Если время как-то и двигалось, оно двигалось незаметно до тех пор, пока Теодор не заметил, что мысль его бежит, как тоненький ручеек на неуловимой грани небес. Он сознавал совершенно отчетливо, – это мир, с которого сдернута завеса причин и зависимостей, безвременный мир, в котором все по-другому, все прекрасно и справедливо. Это было Настоящее.
Солнце садилось, врезаясь в контуры острова, смягчалось в своей округлости, словно расплавленное, – сплющилось внизу, превратилось в огненную кромку и исчезло. Небо пылало багрянцем, потом стало бледнеть.
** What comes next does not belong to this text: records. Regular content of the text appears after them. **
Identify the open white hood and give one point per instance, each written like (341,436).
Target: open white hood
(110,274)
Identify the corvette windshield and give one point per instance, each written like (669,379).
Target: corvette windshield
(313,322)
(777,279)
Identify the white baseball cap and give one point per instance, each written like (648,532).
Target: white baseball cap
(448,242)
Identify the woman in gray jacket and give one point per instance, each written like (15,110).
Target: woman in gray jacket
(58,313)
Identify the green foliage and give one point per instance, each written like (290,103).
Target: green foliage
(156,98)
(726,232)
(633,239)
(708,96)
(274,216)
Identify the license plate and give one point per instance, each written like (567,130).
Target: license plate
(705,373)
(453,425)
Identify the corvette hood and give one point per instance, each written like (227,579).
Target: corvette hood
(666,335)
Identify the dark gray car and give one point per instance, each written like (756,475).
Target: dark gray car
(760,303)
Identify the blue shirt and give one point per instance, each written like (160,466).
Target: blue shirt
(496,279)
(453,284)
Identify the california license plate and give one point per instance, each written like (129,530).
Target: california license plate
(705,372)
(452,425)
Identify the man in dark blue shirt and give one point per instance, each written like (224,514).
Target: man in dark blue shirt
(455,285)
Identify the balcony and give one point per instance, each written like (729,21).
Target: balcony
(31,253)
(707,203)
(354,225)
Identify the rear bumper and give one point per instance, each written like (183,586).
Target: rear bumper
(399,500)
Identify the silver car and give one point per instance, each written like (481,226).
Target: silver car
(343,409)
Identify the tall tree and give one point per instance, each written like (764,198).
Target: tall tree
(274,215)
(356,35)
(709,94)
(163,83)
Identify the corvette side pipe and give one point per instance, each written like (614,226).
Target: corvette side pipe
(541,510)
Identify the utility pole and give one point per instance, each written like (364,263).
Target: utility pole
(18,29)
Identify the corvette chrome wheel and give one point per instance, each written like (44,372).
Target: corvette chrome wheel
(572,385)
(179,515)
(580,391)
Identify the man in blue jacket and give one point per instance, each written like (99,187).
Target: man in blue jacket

Что-то удалялось от Теодора, отступало от него быстро-быстро; будь он в силах, он удержал бы это «что-то» навеки. Чудесное мгновение уходило, оно уже ушло, и он снова очутился в обычном, будничном мире. Его вывел из оцепенения резкий крик морской чайки и протяжный шорох легкого ветра в сухой траве. Он очнулся, увидел, что сидит в послезакатных сумерках, и очень медленно поднялся на ноги. Он глубоко вздохнул. Он был точно в каком-то оцепенении, словно на него нашел столбняк. Он начал припоминать, кто он и где он.
Там вдали виднелся Блэйпорт, и его огни пронизывали сгущающуюся синеву. Там он жил.
Он повернулся лицом к дому.
Он чувствовал, что сделал какое-то очень важное открытие. Он был посвящен в тайну. Он знал это.
Но знал ли он? И что он, в сущности, знал?
У него для этого не было слов.
Вечером, за ужином, он показался Клоринде необыкновенно рассеянным, и она обратила внимание на восторженное выражение его лица. Он даже забыл спрятать свои переживания от Клоринды.
Когда он ложился спать, это чудо было еще с ним, совсем близко, рядом.
Но наутро оно было уже не так близко.
Сияние его оставалось живым пламенем в его душе в течение нескольких дней, но все убывающим пламенем, затем обратилось в воспоминание. Оно обратилось в воспоминание, яркость которого тоже потускнела. Он знал, что это было глубокое и чудесное откровение, но ему все труднее и труднее было вспомнить, что, собственно, ему открылось.
Его охватила непреодолимая жажда воскресить это воспоминание во всей яркости того подлинного мгновения. Три раза на заходе солнца он приходил на то же самое место, чтобы еще раз, если можно, обрести это чудо, это откровение, еще раз заглянуть в лоно небес. В этих своих поисках он стремился снова слиться с богом. Но чем больше он пытался воскресить, восстановить для себя это ощущение, тем оно становилось неуловимее. Каждый раз был великолепный закат. Три раза он видел, как пламенел, разгораясь, сверкающий морской рукав и вспыхивали облака в небе. Но это было все. Это были просто облака, и солнце, и знакомая бухта. То неповторимое чудо не возвращалось.
Было ли что-нибудь на самом деле?
И если да, так что же это было? Заглянул ли он в самый корень Бытия, стало ли земное небесным на этот короткий миг, или, может быть, это была просто галлюцинация, а не озарение? В конце концов в памяти его осталось только то, что однажды на закате вселенная в течение нескольких коротких мгновений была непостижимо чудесной и близкой и что душа его вышла и соединилась с ней.